[Libguestfs] [PATCH v5 10/10] Add a virt-builder-repository tool

Pino Toscano ptoscano at redhat.com
Tue Apr 4 17:15:46 UTC 2017

On Thursday, 23 March 2017 10:02:48 CEST Cédric Bosdonnat wrote:
> virt-builder-repository allows users to easily create or update
> a virt-builder source repository out of disk images. The tool can
> be run in either interactive or automated mode.

It would be nice to specify to not compress images at all -- for
example I have a couple of local repositories with plain qcow2 images,
and it's easier to handle without the need to compress them every time
a new version of an image is created.

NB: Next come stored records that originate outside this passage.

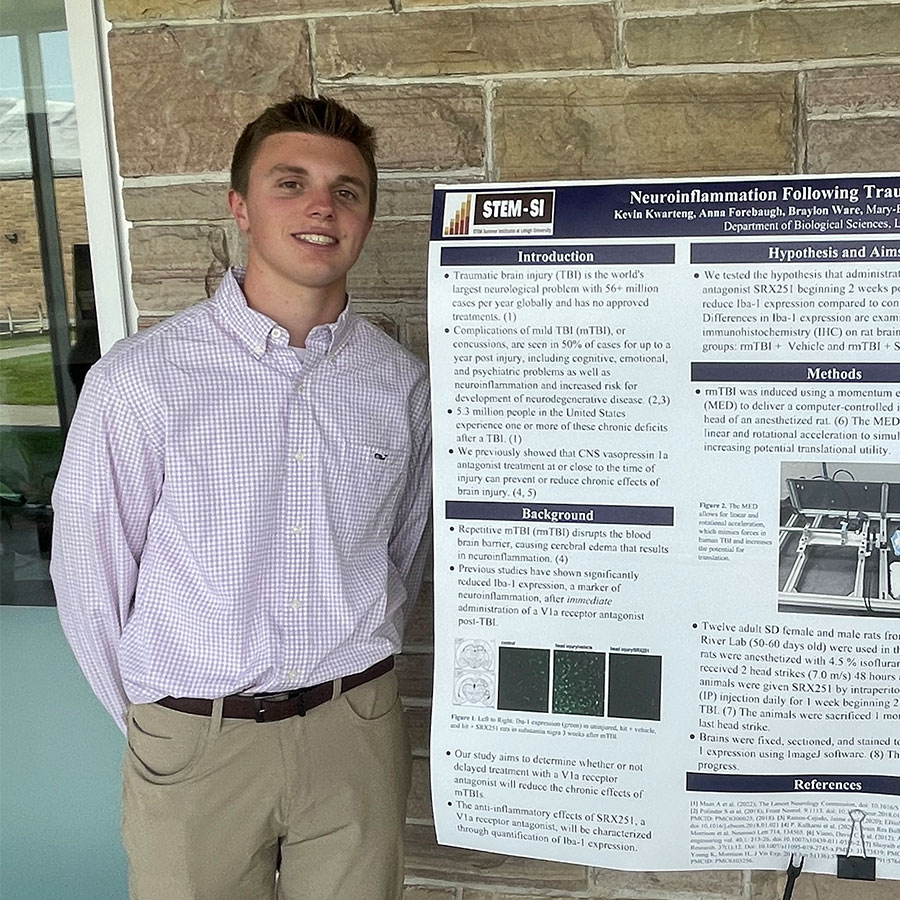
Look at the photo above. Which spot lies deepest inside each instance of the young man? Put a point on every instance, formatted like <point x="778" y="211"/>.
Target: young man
<point x="238" y="541"/>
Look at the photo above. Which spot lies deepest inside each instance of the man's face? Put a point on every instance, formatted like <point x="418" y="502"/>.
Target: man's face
<point x="306" y="212"/>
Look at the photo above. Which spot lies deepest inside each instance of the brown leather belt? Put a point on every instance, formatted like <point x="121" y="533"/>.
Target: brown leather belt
<point x="274" y="707"/>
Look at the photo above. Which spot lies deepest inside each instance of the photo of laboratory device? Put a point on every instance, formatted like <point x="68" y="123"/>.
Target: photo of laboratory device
<point x="839" y="540"/>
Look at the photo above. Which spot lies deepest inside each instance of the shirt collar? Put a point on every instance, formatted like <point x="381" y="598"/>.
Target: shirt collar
<point x="258" y="332"/>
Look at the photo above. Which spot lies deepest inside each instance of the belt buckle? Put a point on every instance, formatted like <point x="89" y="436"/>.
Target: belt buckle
<point x="260" y="699"/>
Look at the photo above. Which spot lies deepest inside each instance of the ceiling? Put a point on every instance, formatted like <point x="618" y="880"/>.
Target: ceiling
<point x="18" y="16"/>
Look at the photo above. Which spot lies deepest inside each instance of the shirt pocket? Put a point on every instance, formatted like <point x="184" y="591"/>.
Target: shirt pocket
<point x="366" y="479"/>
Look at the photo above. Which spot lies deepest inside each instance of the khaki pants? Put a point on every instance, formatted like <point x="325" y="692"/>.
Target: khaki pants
<point x="208" y="801"/>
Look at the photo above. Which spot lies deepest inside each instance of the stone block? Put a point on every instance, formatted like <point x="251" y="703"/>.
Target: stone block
<point x="469" y="894"/>
<point x="661" y="6"/>
<point x="869" y="89"/>
<point x="420" y="126"/>
<point x="417" y="337"/>
<point x="473" y="41"/>
<point x="200" y="201"/>
<point x="765" y="35"/>
<point x="853" y="145"/>
<point x="183" y="95"/>
<point x="393" y="263"/>
<point x="406" y="197"/>
<point x="426" y="859"/>
<point x="655" y="125"/>
<point x="306" y="7"/>
<point x="418" y="723"/>
<point x="150" y="10"/>
<point x="415" y="673"/>
<point x="612" y="884"/>
<point x="420" y="627"/>
<point x="414" y="892"/>
<point x="174" y="266"/>
<point x="419" y="804"/>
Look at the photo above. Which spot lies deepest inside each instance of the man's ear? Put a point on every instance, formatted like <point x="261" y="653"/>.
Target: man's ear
<point x="238" y="207"/>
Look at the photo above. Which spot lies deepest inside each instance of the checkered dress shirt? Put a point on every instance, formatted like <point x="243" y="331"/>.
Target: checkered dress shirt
<point x="229" y="517"/>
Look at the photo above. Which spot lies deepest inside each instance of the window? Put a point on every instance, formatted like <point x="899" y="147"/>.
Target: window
<point x="50" y="323"/>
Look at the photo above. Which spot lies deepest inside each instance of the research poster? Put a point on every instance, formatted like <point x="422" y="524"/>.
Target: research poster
<point x="667" y="522"/>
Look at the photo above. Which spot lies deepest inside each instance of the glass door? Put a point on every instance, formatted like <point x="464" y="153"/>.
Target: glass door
<point x="48" y="316"/>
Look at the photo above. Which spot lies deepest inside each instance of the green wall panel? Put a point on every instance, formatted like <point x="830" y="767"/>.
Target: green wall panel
<point x="60" y="759"/>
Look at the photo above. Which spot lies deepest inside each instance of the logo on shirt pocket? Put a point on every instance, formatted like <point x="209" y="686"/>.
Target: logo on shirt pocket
<point x="367" y="481"/>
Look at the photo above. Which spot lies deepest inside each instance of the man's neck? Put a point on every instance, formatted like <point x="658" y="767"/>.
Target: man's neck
<point x="296" y="308"/>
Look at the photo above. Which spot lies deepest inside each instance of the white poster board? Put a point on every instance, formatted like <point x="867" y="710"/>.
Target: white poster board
<point x="667" y="501"/>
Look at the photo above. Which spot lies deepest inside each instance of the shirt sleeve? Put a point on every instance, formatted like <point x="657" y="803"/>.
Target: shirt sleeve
<point x="108" y="485"/>
<point x="409" y="543"/>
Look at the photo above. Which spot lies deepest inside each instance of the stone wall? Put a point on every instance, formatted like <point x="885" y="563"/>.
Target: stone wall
<point x="469" y="91"/>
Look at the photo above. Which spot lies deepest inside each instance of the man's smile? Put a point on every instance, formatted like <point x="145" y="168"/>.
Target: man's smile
<point x="311" y="238"/>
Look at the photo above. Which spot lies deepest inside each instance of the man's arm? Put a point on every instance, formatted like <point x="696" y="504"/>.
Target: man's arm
<point x="108" y="484"/>
<point x="409" y="543"/>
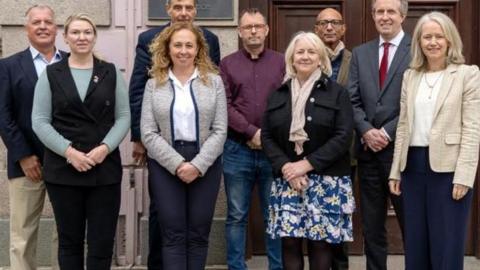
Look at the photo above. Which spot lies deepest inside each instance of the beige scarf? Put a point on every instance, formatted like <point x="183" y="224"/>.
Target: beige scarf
<point x="300" y="95"/>
<point x="333" y="54"/>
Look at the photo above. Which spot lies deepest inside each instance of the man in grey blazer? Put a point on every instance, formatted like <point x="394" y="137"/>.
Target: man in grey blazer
<point x="375" y="80"/>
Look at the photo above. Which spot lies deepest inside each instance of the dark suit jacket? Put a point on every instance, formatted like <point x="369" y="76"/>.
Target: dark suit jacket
<point x="143" y="63"/>
<point x="328" y="123"/>
<point x="374" y="107"/>
<point x="17" y="83"/>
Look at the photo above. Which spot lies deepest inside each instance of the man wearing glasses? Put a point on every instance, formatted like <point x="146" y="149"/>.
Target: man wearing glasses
<point x="249" y="75"/>
<point x="330" y="28"/>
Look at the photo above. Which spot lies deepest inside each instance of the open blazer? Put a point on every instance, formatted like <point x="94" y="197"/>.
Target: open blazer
<point x="455" y="132"/>
<point x="157" y="124"/>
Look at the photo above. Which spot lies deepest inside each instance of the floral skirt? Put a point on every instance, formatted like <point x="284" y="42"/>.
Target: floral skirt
<point x="323" y="211"/>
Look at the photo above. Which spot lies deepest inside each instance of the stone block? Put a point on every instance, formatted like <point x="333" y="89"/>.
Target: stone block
<point x="100" y="10"/>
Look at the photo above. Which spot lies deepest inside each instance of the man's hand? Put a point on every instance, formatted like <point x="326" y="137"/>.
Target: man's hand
<point x="139" y="153"/>
<point x="459" y="191"/>
<point x="32" y="168"/>
<point x="79" y="160"/>
<point x="99" y="153"/>
<point x="296" y="169"/>
<point x="255" y="142"/>
<point x="187" y="172"/>
<point x="375" y="139"/>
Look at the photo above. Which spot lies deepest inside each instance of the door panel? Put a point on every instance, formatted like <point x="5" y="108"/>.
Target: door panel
<point x="286" y="17"/>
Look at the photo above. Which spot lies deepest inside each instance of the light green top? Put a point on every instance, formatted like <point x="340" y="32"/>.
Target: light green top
<point x="42" y="111"/>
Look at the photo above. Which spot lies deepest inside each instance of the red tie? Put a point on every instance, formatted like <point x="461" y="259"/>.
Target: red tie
<point x="384" y="64"/>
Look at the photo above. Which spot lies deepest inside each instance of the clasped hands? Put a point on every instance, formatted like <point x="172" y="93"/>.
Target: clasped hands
<point x="83" y="162"/>
<point x="187" y="172"/>
<point x="296" y="174"/>
<point x="458" y="191"/>
<point x="375" y="139"/>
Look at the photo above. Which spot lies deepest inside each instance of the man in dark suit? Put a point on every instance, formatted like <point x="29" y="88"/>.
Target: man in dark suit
<point x="18" y="75"/>
<point x="179" y="11"/>
<point x="330" y="28"/>
<point x="375" y="80"/>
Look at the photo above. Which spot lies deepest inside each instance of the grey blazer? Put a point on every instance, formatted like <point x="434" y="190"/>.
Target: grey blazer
<point x="374" y="107"/>
<point x="156" y="123"/>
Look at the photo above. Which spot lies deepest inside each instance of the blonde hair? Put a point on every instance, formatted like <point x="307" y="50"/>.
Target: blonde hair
<point x="455" y="46"/>
<point x="80" y="17"/>
<point x="317" y="43"/>
<point x="160" y="51"/>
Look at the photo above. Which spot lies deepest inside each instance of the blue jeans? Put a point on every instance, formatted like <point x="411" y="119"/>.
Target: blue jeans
<point x="243" y="168"/>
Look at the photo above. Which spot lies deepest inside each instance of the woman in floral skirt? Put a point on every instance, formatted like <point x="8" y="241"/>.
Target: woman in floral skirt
<point x="306" y="135"/>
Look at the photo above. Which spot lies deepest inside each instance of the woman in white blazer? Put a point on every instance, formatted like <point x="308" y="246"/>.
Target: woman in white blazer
<point x="436" y="150"/>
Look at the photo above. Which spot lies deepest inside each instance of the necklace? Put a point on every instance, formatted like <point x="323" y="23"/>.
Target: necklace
<point x="432" y="85"/>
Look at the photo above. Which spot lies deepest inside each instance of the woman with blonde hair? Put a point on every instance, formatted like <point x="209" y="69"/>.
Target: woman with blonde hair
<point x="436" y="146"/>
<point x="306" y="133"/>
<point x="81" y="114"/>
<point x="183" y="127"/>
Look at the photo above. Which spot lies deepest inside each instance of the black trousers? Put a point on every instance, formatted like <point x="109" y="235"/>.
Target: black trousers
<point x="184" y="211"/>
<point x="374" y="195"/>
<point x="78" y="208"/>
<point x="435" y="223"/>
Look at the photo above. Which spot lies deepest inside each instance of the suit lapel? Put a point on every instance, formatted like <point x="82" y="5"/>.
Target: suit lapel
<point x="412" y="89"/>
<point x="400" y="55"/>
<point x="445" y="88"/>
<point x="26" y="62"/>
<point x="69" y="88"/>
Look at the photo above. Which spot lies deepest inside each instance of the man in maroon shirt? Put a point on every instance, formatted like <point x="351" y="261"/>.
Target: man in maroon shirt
<point x="249" y="75"/>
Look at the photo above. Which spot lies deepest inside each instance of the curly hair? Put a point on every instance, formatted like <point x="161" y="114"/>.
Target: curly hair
<point x="160" y="51"/>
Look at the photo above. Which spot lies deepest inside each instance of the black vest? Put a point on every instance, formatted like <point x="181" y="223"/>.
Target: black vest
<point x="85" y="124"/>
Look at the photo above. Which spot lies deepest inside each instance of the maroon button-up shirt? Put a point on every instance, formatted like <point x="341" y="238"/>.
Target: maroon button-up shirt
<point x="248" y="83"/>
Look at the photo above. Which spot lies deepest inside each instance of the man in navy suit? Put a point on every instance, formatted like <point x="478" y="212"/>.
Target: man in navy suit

In this case may require further
work, as you should skip non-compressed images already handled, avoid
copying them from the temporary directory, etc.

Also, it could make use of libguestfs to inspect the new images, and
thus suggest something for few data:
- OS name, for the ID
- OS name & version, for suggesting an initial osinfo (after all, most
  of them follow few patterns)
- product name, for the display name
- architecture
- list of partitions with filesytems, for the expandable filesystem
- list of LVs, for the expandable volume
especially that it could skip asking few based on that (e.g. pick the
architecture, or skip the expandable volume if there are no LVs).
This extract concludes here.